Figure 6 Occupancies for all observed CDR-H1 and CDR-H2 cluster pairs of single-domain antibodies (in no particular order). The loss (negative) and compensation (positive) in occupancies are plotted (bar plots on the left) for the various regions that can occupy the pockets P1, P2, P3 and all three pockets combined. A template structure that fully occupies the pockets is used as reference (PDB: 3k74[B]). Major clusters are labelled with asterisks. Net occupancies (loss + compensation) for all cluster pairs are counted (middle histograms), with the major cluster pairs shown in pink. The correlations between the loss and compensation in occupancies for all cluster pairs are shown (scatter plots on the right) with associated Pearson coefficients (R2).
Discussion
Narrow Clusters can Provide Novel Insights Into Sequence-Structure Relationships
One objective of the current study was to capture some of the subtle structural differences that may occur from residue changes in one canonical CDR loop sequence and to relate that to changes in the structure of other parts of the CDR and the framework. To capture the changes, a naive clustering approach based on RMSD was employed. A meticulous visual inspection of the clusters was carried out to obtain a better understanding of the sequence-structure relationships. By doing so, we hoped to identify key sequence-structure determinants that drive CDR loops into specific topologies. In the ideal scenario, each cluster would have distinct sequence-space coverage for the positions deemed important for the structural integrity of these topologies. Many challenges can arise during clustering, with some being inherent to clustering algorithms. For example, some data points falling on the edges of the clusters can be more difficult to assign to one cluster or another and can blur trends. In fact, some clusters had no clear separation in sequence-space and thus had mixed topologies, e.g., the variants H1-13-1.2.1 and H1-13-1.2.3 for sdAbs. This could arise from multiple factors such as small conformational changes at room temperature or sequence variations of the CDR loop in question. Also, our clustering methodology did not factor in residue changes in the CDR-H3 or framework. Therefore, some structural changes observed between clusters might not necessarily result from a residue change in the clustered CDR loop in question but could result from compensation by a structural change elsewhere. However, this had the benefit of identifying multiple clusters covering the same sequence-space in cases where the CDR loop conformation underwent compensatory structural changes (e.g., open and closed forms).

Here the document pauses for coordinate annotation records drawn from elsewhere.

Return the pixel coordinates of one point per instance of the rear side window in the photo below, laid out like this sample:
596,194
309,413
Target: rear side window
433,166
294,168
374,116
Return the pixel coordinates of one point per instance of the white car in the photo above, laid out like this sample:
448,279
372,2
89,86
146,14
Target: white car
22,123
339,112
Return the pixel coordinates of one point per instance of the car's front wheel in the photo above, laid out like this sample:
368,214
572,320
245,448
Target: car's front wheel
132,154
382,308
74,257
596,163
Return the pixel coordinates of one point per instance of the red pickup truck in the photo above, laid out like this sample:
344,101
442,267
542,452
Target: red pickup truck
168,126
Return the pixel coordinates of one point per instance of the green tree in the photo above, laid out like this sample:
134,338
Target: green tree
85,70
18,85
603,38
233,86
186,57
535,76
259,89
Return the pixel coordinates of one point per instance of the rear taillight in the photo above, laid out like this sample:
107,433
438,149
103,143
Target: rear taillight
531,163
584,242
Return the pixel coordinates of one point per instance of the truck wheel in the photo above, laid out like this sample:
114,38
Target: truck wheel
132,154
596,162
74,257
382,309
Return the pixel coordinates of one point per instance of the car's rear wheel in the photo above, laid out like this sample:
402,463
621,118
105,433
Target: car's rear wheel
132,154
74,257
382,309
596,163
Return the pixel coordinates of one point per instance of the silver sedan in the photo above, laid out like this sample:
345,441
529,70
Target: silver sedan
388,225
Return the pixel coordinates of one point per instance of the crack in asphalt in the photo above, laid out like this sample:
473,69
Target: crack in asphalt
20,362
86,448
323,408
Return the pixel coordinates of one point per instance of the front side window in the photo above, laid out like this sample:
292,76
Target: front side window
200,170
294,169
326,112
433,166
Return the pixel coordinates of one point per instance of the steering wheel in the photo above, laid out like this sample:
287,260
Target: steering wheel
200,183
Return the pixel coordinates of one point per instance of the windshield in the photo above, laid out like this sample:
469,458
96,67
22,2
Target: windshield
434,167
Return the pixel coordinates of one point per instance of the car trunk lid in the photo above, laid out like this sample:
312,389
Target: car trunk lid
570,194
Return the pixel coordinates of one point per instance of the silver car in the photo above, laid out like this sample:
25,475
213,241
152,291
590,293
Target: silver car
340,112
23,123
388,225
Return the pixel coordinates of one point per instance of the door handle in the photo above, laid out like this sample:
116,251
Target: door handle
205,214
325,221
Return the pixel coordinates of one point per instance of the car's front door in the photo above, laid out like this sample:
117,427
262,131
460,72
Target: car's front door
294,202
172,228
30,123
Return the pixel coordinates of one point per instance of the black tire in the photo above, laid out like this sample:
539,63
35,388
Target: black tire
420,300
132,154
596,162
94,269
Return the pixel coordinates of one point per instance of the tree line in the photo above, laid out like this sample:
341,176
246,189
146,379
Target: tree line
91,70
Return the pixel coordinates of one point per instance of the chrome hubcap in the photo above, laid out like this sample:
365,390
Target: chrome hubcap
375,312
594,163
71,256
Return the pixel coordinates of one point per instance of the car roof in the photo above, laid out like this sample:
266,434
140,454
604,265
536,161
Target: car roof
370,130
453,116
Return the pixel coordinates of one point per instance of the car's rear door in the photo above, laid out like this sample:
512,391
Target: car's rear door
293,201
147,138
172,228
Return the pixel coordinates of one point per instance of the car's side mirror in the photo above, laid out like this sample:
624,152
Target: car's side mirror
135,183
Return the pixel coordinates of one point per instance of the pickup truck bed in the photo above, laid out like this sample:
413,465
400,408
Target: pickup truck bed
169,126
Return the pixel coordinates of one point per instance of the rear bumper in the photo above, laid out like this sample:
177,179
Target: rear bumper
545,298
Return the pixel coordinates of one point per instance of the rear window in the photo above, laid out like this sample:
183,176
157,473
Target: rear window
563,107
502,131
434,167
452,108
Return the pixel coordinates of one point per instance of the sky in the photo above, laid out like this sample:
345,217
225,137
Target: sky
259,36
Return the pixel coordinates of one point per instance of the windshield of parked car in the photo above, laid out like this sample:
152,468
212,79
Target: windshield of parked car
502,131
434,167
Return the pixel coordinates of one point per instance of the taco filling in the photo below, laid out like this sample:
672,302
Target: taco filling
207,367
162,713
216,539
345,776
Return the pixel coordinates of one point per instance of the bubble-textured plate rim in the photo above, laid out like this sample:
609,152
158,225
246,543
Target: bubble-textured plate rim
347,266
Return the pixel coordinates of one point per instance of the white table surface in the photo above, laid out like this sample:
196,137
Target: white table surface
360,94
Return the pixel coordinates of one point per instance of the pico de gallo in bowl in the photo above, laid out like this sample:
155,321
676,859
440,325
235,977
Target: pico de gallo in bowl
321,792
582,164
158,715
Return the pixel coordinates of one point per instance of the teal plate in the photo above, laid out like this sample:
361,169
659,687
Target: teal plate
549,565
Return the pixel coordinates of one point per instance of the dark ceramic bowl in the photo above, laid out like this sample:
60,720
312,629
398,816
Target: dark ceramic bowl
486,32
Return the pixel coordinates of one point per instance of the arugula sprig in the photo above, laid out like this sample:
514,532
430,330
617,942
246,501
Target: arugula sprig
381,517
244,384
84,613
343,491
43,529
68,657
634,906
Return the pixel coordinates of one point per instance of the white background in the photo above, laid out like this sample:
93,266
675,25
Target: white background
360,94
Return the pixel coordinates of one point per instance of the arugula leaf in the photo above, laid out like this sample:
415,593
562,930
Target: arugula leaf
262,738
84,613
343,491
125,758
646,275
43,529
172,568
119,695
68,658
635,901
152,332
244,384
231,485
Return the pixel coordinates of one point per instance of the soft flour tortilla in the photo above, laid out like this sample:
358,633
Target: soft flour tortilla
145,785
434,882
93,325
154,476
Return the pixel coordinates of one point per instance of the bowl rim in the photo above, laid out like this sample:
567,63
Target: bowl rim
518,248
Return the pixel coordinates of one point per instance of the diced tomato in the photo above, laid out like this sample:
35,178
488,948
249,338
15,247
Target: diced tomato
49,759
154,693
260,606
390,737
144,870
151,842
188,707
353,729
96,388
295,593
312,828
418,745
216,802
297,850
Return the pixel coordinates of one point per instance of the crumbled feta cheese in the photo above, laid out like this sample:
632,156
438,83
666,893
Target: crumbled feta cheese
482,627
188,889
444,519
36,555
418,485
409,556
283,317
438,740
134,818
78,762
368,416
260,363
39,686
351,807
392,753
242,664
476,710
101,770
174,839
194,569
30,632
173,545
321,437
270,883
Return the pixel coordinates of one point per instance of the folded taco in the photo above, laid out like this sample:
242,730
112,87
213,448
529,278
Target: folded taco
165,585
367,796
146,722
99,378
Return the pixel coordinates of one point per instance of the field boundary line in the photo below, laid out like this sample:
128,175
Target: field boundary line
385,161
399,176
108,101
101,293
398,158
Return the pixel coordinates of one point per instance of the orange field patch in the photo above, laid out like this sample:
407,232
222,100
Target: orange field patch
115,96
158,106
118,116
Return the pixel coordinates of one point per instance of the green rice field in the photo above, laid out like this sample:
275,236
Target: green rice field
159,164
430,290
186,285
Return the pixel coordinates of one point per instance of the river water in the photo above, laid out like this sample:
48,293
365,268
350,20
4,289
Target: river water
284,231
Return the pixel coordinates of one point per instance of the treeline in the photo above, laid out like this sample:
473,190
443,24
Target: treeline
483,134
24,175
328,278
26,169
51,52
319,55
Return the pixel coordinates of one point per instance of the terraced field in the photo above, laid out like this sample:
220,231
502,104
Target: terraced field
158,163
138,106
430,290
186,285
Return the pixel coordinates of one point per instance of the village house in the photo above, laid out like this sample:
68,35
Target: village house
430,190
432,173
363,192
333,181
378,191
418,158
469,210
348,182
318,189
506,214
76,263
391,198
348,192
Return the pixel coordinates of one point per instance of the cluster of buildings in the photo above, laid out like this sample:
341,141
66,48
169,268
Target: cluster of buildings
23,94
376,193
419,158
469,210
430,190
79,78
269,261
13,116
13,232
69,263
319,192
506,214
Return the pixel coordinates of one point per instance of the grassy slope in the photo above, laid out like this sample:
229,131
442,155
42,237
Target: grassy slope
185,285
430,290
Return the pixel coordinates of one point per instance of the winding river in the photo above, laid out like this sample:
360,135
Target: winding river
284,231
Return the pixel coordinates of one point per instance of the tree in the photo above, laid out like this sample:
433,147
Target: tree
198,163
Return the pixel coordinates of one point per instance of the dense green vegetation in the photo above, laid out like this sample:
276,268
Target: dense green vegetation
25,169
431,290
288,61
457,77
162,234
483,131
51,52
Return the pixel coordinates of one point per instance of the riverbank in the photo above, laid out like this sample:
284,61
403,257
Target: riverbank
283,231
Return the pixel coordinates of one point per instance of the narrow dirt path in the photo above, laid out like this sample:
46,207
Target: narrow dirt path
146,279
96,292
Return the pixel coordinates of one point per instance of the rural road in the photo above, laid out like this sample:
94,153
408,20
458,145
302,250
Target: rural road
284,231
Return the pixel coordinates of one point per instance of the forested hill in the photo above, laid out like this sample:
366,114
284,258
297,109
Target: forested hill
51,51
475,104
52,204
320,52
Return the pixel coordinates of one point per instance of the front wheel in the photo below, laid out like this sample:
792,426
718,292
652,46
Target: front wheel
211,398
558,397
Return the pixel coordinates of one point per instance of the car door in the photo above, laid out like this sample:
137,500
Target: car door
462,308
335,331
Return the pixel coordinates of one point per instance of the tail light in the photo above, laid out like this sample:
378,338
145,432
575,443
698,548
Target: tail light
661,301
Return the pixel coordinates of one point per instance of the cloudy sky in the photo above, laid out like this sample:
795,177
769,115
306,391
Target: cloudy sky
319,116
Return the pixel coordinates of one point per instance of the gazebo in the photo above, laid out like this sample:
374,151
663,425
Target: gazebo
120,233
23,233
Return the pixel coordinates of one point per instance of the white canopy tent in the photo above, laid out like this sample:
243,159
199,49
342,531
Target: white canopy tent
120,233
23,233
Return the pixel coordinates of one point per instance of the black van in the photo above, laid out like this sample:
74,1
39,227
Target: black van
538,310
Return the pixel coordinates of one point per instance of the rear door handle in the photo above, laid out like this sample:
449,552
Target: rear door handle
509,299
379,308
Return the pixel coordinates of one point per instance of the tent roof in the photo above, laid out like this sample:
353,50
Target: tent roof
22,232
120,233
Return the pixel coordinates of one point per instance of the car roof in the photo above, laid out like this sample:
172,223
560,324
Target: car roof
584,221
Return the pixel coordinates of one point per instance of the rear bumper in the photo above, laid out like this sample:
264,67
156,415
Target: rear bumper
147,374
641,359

The choice of the clustering threshold value was another challenge. It impacts the number and size of the clusters and hence it directly affects the sequence-space coverage of each cluster. Here, the threshold was set empirically with criteria that met our objectives while providing a balance between sequence-space coverage and data representation. While there are benefits in using permissive thresholds for data representation, doing so would not allow detection of subtle but important conformational changes and it would replicate the canonical clusters from North et al. having a relatively wide sequence-space coverage. Instead, we leaned towards a more stringent threshold in an attempt of identifying clusters within narrow regions of the sequence space, which were then back-linked to the wider canonical structures previously proposed. Stringent clustering allows us to capture subtler conformational preferences, which we hypothesized to be sufficient to trigger a series of propagated structural changes into the rest of the structure that would have meaningful implications. However, there were downsides of using a stringent threshold. Some of the clusters that were defined cover similar sequence spaces and were separated simply due to normal structural fluctuations at room temperature. For instance, many minor clusters of sdAbs have conserved Arg-27 and Phe-29 but were separated on the basis of CDR-H1 residues 23-27 alone, which had increased fluctuations in various crystal structures (as indicated by higher B-factors).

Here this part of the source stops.